= Wang Renyuan =

Wang Renyuan (王任遠; 2 November 1910 – 24 June 1996) was a Chinese-born politician affiliated with the Kuomintang. He served in the Second Sino-Japanese War and was elected to political office in 1946. After the government of the Republic of China relocated to Taiwan, Wang served as Minister of Justice from 1970 to 1976.

==Life and career==
Wang studied law at Chaoyang University, then received further training as a member of the Central Training Corps and at the Institute of Revolutionary Practice. While based in Yuncheng during the Second Sino-Japanese War, he was captured. At the end of the war, he received the Order of Victory of Resistance against Aggression. In 1946, Wang was elected to the Constituent National Assembly. Two years later, Wang won election as a member of the Legislative Yuan representing Tianjin. In 1961, Wang began studying in Japan, where he earned a master's in political science from Meiji University. In 1970, he was named Minister of Justice. Wang's tenure as justice minister ended in June 1976, when he was appointed an adviser to President Yen Chia-kan.

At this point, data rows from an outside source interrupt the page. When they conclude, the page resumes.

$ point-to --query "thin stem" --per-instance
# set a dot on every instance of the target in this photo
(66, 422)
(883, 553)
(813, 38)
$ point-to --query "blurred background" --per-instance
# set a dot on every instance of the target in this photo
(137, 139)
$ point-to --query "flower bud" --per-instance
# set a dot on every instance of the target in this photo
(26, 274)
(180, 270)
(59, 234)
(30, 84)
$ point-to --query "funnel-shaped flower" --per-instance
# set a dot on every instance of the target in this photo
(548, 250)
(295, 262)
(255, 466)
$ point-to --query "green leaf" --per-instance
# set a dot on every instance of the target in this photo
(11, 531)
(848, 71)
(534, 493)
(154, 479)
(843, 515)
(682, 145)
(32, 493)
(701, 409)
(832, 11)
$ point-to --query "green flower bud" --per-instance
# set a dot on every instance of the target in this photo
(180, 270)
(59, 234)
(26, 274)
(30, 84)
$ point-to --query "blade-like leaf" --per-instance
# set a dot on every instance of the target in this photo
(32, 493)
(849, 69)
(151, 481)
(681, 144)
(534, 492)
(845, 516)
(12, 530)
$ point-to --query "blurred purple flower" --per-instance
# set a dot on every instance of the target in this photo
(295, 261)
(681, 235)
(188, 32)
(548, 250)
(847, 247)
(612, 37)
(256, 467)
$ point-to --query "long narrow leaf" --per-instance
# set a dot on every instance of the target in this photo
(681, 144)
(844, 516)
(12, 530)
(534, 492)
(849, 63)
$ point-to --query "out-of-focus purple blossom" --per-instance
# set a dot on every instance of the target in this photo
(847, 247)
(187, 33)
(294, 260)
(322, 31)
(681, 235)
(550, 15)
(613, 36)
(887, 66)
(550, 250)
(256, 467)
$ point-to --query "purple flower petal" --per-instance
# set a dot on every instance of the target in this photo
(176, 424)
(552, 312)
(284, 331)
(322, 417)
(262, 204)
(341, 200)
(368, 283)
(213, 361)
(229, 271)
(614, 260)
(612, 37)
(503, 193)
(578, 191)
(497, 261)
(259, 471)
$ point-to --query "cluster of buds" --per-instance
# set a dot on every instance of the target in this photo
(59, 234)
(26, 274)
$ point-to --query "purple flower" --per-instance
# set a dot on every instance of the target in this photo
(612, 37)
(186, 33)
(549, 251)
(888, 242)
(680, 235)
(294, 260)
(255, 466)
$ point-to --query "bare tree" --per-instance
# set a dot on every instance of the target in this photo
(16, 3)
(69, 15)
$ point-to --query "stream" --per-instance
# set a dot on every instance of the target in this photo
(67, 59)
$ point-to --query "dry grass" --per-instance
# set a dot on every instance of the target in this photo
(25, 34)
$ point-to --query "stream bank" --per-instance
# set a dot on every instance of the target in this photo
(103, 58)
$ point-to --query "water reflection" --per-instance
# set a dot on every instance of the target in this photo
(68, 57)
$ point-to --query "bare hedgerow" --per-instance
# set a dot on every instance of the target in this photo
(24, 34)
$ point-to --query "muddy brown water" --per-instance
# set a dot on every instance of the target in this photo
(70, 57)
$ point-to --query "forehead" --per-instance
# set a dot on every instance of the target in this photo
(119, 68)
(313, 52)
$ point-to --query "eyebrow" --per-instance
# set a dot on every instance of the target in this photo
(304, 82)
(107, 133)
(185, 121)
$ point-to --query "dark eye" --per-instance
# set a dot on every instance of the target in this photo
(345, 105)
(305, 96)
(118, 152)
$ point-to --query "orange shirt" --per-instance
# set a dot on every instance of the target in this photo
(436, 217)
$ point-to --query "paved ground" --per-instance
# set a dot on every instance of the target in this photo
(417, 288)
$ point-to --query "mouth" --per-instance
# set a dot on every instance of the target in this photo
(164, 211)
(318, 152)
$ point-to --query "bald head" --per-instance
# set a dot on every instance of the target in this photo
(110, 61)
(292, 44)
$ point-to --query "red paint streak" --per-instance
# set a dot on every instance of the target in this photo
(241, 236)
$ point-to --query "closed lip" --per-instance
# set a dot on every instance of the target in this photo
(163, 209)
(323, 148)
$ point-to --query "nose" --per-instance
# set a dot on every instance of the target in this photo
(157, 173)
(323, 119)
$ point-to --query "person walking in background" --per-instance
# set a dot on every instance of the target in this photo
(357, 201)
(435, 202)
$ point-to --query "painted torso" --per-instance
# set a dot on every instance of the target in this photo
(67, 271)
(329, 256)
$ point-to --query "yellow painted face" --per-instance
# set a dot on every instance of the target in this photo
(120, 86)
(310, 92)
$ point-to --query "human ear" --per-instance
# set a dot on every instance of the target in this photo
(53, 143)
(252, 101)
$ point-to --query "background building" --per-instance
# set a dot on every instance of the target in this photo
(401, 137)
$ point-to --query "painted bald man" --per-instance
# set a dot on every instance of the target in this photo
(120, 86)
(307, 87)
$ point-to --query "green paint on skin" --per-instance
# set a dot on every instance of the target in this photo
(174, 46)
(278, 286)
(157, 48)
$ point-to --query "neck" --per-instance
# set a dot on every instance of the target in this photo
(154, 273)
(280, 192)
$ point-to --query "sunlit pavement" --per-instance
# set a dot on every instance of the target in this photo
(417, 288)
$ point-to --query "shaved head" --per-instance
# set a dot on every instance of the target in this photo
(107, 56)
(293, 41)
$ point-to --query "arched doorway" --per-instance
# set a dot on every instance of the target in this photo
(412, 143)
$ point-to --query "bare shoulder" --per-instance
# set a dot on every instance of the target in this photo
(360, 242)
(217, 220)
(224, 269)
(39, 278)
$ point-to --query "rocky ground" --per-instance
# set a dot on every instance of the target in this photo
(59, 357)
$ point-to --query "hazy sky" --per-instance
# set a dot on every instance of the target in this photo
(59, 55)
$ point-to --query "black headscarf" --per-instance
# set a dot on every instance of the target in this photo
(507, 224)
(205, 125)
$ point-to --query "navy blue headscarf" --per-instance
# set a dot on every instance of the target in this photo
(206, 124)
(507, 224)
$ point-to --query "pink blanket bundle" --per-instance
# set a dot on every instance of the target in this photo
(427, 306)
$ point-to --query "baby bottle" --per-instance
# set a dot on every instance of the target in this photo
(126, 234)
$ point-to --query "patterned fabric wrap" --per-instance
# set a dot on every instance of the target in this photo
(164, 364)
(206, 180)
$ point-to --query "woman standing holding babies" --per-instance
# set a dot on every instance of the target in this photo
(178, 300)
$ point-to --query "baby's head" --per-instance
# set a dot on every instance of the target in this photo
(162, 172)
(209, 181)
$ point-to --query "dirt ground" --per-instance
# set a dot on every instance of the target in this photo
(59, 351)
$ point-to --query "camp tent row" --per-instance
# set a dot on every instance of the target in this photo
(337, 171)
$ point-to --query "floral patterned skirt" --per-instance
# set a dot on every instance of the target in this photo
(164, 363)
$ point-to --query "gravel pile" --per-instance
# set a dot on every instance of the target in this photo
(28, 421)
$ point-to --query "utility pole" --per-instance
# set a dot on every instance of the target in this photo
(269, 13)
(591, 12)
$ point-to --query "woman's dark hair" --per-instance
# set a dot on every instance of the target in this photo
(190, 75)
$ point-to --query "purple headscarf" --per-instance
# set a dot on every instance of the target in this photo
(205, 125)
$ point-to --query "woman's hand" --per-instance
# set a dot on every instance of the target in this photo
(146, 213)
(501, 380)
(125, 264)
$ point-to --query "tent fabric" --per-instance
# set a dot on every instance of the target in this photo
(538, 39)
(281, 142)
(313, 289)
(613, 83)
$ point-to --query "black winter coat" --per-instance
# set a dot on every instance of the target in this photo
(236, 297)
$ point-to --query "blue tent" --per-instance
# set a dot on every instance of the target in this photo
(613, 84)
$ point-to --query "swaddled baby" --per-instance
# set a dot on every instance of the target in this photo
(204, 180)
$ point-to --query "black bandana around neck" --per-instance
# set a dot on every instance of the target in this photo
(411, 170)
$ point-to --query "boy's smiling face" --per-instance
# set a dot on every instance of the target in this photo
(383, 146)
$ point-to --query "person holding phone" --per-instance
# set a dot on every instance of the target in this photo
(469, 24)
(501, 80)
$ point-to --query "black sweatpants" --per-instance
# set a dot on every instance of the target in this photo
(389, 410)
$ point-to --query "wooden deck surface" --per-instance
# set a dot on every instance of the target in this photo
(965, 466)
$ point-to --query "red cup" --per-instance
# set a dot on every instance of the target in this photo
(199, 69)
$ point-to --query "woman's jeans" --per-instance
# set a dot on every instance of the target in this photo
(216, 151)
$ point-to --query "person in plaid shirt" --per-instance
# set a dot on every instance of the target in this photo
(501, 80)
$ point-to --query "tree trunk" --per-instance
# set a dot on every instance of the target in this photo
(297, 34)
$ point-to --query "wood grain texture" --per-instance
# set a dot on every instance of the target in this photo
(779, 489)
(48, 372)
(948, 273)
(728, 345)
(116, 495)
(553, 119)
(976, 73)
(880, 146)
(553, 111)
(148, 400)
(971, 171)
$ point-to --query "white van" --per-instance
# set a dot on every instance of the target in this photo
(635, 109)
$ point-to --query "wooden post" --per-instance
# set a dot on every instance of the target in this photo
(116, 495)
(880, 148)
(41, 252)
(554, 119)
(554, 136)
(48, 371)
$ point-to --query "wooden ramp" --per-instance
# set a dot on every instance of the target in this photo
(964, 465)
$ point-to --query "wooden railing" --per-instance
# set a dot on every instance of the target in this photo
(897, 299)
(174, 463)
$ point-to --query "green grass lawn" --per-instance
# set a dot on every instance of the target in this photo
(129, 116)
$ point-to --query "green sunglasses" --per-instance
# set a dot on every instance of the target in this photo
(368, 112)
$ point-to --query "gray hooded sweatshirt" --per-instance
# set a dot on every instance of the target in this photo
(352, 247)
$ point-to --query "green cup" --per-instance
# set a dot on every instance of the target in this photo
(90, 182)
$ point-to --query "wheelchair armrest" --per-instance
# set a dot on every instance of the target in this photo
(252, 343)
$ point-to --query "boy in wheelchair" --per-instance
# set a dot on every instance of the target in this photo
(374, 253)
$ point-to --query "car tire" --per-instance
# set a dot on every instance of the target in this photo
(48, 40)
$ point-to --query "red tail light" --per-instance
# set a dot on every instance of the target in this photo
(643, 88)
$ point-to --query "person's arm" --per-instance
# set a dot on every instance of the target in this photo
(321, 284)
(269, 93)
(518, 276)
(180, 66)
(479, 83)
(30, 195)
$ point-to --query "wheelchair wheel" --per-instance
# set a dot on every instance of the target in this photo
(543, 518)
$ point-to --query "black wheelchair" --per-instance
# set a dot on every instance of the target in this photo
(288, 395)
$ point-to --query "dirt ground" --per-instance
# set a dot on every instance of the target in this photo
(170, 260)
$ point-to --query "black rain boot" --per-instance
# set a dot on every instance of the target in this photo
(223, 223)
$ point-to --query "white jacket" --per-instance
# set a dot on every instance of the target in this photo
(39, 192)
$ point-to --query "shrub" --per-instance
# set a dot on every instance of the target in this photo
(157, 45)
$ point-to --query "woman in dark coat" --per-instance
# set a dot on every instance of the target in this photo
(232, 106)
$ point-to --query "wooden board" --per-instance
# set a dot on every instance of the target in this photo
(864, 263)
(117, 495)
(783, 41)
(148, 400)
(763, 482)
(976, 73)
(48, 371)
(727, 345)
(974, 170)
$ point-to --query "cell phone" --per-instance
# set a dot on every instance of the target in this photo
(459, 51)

Since Wang's military service, and throughout his time in Tianjin, he had been appointed to increasingly prestigious positions within the Kuomintang. In May 1978, he left the central government for his final party post. His death in 1996 was marked by a presidential decree issued by Lee Teng-hui.

Wang's grandson Chris Lu was born in the United States and worked for Barack Obama.